Lebih jauh, ia menyampaikan, bahwa konsep “kawan yang baik” dan “musuh yang sedikit” harus terus dijunjung untuk menghindari konflik yang tidak perlu. Pandangan ini menggarisbawahi kedewasaan diplomasi Indonesia dalam menyikapi tantangan global.
Contoh Kasus: Pengalaman Pertemuan dengan Perdana Menteri Fiji
Prabowo menceritakan sebuah momen emosional ketika menerima Perdana Menteri Fiji. Dalam pertemuan resmi tersebut, PM Fiji mengungkapkan rasa terharu karena mendapatkan sambutan yang luar biasa di Istana Merdeka.
Kisah ini menunjukkan bahwa Indonesia tidak memandang seberapa besar atau kecil suatu negara. Setiap negara, menurut Prabowo, berhak mendapatkan perlakuan yang sama dan penuh hormat.
“Bagi kami, sebagai negara yang lebih besar, adalah kewajiban untuk menunjukkan sikap ramah kepada negara-negara lain, apapun ukurannya,” jelasnya. Ini juga menjadi misi Indonesia untuk menciptakan solidaritas internasional.
Prabowo melanjutkan, Indonesia berkomitmen untuk terus menjalin hubungan yang saling menguntungkan dengan negara-negara mitra. Ini penting sebagai bagian dari menciptakan stabilitas dan perdamaian di kawasan.
Dengan pendekatan ini, Indonesia membuktikan bahwa melalui diplomasi yang baik, hubungan antar negara mampu berkembang dan berkontribusi pada perapian konflik.
Menyusun Kerangka Kerja Sama yang Berkelanjutan Antara Negara-Negara Tetangga
Pentingnya kerjasama yang berkelanjutan tidak dapat dipandang sebelah mata. Indonesia berupaya untuk menciptakan serangkaian perjanjian bilateral dengan mitra-mitranya guna memperkuat integrasi dan kolaborasi.
Prabowo menyatakan, bahwa perjanjian yang telah lama tertunda kini menjadi prioritas untuk diselesaikan. Pembangunan infrastruktur dan perdagangan adalah beberapa contoh dari bidang yang bisa dikerjasamakan.
“Kita sudah melakukan beberapa langkah dengan Malaysia dan Tiongkok. Kerjasama di bidang ekonomi akan meningkatkan kesejahteraan kedua negara,” ungkapnya optimis.
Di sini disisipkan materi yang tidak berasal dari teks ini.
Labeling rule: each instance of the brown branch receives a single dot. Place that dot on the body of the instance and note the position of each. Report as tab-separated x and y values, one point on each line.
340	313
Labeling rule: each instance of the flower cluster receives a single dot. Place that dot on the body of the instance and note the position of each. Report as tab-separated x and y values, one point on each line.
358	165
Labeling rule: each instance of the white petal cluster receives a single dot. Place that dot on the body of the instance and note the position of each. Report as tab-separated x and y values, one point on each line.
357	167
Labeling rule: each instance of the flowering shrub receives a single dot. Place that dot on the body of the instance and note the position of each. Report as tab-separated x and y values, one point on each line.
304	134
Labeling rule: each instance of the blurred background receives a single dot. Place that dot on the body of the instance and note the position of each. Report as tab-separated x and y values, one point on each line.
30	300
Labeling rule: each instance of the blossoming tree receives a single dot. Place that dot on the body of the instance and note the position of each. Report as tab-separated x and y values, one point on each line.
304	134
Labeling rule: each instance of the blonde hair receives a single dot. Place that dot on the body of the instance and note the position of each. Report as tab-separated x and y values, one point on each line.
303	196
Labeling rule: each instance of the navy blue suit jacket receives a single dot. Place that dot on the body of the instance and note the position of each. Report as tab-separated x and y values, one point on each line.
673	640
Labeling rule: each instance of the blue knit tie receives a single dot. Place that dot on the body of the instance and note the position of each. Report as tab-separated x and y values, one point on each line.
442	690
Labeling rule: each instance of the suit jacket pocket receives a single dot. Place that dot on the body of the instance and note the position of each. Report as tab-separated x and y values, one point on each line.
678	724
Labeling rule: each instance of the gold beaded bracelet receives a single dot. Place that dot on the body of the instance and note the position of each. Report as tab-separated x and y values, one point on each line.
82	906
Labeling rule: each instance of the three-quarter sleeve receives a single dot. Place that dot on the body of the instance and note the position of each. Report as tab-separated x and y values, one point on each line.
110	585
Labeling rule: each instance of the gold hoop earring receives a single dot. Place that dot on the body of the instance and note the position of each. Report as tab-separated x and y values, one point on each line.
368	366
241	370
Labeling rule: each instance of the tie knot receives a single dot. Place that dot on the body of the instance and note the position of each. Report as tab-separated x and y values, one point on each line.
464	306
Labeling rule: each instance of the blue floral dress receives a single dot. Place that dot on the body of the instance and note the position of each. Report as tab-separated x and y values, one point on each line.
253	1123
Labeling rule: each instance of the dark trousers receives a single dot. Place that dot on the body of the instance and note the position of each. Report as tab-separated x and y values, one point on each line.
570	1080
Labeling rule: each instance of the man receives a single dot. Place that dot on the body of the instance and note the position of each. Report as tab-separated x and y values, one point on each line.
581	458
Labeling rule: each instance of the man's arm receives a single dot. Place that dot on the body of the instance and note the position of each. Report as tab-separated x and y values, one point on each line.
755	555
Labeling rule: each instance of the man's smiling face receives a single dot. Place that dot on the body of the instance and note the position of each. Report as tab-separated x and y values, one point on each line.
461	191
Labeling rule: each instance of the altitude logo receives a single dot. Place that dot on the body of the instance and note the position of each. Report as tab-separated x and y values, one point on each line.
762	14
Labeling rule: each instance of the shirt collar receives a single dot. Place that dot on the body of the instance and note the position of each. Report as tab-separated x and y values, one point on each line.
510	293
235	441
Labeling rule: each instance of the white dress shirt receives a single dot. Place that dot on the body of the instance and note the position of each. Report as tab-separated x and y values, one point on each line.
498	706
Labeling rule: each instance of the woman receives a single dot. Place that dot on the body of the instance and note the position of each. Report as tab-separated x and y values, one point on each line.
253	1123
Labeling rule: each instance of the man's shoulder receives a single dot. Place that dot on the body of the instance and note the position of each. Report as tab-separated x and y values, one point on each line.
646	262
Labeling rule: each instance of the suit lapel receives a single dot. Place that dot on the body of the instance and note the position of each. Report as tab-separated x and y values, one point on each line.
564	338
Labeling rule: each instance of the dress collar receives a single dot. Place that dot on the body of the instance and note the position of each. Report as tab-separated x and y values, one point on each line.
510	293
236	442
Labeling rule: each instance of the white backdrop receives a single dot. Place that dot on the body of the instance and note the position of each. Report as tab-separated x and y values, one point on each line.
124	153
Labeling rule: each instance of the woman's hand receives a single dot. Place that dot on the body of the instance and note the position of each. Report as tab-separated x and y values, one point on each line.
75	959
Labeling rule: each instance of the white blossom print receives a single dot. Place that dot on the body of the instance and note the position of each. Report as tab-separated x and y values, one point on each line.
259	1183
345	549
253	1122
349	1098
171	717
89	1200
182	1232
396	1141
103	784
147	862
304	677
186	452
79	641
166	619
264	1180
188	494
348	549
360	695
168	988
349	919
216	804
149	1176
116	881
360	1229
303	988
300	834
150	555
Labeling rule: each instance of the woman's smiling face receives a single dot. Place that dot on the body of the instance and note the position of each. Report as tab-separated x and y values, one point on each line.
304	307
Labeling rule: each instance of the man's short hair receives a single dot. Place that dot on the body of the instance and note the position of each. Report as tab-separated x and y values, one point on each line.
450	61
Kegiatan bersama ini tidak hanya akan memperkuat hubungan diplomatik, tetapi juga menciptakan peluang bagi masyarakat di kedua negara. Dengan saling mendukung, keduanya dapat mencapai tujuan yang lebih besar.
Prabowo menegaskan komitmennya untuk terus memfasilitasi pertemuan-pertemuan antarnegara sebagai bagian dari upaya pembangunan ini. Tantangan global seperti perubahan iklim dan ketidakpastian ekonomi menjadi alasan penting untuk tetap bersatu.